OBJECTIVE—To dissociate the effect of inotropy from activation change during dobutamine stress on left ventricular long axis function in patients with coronary artery disease (CAD).
METHODS—25 patients with CAD and normal left ventricular cavity size and 30 with cavity dilatation—18 with normal activation (DCM-NA) and 12 with left bundle branch block (DCM-LBBB)—were compared with 20 controls. 12 lead ECG and septal long axis echograms were assessed at rest and peak dobutamine stress. Amplitude, shortening and lengthening velocities, postejection shortening, Q wave to onset of shortening (Q-OS), and A2 to onset of lengthening (A2-OL) were measured. Inotropy was evaluated from peak aortic acceleration.

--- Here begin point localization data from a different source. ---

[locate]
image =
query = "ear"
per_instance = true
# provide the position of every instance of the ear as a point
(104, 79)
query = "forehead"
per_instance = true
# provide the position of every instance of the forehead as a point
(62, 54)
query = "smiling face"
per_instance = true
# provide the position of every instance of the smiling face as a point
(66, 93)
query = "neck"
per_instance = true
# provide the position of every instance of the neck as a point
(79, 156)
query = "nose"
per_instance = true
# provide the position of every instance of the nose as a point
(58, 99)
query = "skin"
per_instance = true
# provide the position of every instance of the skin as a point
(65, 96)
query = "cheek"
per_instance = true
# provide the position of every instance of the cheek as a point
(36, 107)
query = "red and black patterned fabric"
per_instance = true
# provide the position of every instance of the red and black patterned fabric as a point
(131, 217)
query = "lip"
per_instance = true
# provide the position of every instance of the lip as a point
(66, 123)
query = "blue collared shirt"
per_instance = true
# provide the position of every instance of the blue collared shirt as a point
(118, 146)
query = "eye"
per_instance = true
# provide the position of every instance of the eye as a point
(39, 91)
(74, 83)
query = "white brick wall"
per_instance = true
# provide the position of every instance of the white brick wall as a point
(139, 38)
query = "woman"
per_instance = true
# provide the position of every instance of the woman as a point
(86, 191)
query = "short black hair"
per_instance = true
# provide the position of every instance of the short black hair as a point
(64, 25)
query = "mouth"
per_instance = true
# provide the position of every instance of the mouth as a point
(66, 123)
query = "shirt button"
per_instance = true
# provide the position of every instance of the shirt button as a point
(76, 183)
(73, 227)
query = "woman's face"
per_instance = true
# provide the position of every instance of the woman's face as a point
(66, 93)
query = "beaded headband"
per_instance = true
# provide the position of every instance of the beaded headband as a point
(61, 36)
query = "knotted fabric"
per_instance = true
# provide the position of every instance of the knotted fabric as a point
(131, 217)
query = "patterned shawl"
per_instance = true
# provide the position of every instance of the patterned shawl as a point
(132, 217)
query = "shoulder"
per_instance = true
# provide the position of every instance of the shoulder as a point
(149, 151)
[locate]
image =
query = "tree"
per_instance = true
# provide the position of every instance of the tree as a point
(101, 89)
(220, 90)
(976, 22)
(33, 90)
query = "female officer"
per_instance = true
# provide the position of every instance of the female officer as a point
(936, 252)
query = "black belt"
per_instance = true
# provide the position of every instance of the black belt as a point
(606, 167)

RESULTS—In controls, amplitude, shortening and lengthening velocities, and peak aortic acceleration increased with stress; QRS, Q-OS, and A2-OL shortened (all p < 0.001); and contraction remained coordinate. In the group of patients with CAD and normal left ventricular cavity size, shortening velocity and peak aortic acceleration increased with stress (p < 0.005). However, amplitude and lengthening velocity did not change, QRS, Q-OS, and A2-OL lengthened (p < 0.01), and incoordination appeared. Results were similar in the group with DCM-NA. In the DCM-LBBB group, shortening velocity and peak aortic acceleration increased modestly with stress (p < 0.01) but amplitude, lengthening velocity, QRS, Q-OS, A2-OL, and incoordination remained unchanged. Overall, change in shortening velocity correlated with that in peak aortic acceleration (r2 = 0.71), in amplitude with that in lengthening velocity (r2 = 0.74), and in QRS with both Q-OS (r2 = 0.69) and A2-OL (r2 = 0.63).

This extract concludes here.